Tidak ada rumah tangga yang berjalan mulus, semua memiliki cerita dan ujiannya masing-masing. Semuanya sedang berjuang, bertahan atau jutsru harus melepaskan.
Seperti perjalanan rumah tangga Melati.
Karya ini diterbitkan atas izin NovelToon Kuswara, isi konten hanyalah pandangan pribadi pembuatnya, tidak mewakili NovelToon sendiri
Bab 30
Sambil menunggu hari kelahiran bayi laki-lakinya, mulai hari ini Viola sudah praktik di klinik teman semasa kuliahnya yang cukup besar dengan perlengkapan yang memadai.
"Kenapa Dokter Karim tidak praktik di sini?."
"Sesekali aku praktik di sini karena aku masih ada pekerjaan di rumah sakit lain."
"Oke."
"Aku harap Dokter Viola betah praktik di sini dan tentu saja semoga tidak mengganggu kehamilannya."
"Tenang saja, Dokter Kareem, aku masih sehat bugar. Kehamilanku sangat bersahabat."
"Oke, selamat bertugas, Dokter Viola."
"Terima kasih, Dokter Karim."
Viola tersenyum lebar, dia sangat suka dengan ruangan praktiknya.
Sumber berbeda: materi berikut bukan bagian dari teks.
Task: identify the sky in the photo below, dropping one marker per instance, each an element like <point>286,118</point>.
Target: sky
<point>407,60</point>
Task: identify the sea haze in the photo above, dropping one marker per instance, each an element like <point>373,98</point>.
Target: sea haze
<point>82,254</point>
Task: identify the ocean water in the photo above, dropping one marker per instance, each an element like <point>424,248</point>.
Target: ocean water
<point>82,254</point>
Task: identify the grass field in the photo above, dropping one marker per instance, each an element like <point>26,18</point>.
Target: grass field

Karim memang dikenalnya sangat kaya, loyal dan baik.
Pasien pertamanya sudah masuk dan langsung konsultasi. Mengeluhkan sakit yang dialaminya sudah lebih dari dua bulan. Viola sudah sangat hafal dengan gejala-gejala yang diceritakan pasien hingga dengan mudah dia memberikan obat yang dibutuhkan sesuai dengan sakit si pasien.
Cukup ramai keadaan klinik sampai sore, ada sekitar dua belas pasien yang ditanganinya. Viola sangat bahagia karena ini memang pekerjaannya, cita-cita yang mampu diwujudkannya setelah melewati liku. Namun semuanya terbayar mahal dengan gelar yang dimilikinya sekarang. Menjadi kebanggaannya.
Setidaknya hari ini dia sangat happy karena tidak melihat Lili dan Sakura yang sangat membuatnya pusing tujuh keliling. Dengan pekerjaan ini pikirannya lebih sehat.
Ponsel Viola berbunyi pada saat dia akan meninggalkan ruangan. Kemudian dia duduk lagi di kursi kebesarannya karena akan ditunjukkannya kepada Yunita.
"Halo, Vi."
"Ada apa?."
"Pasti kamu tidak akan menyukainya."
"Tenang apa?."
"Melati."
Viola menarik napas dalam-dalam lalu membuangnya perlahan-lahan. Lumayan sedikit lebih tenang dan siap mendengarkan Yunita.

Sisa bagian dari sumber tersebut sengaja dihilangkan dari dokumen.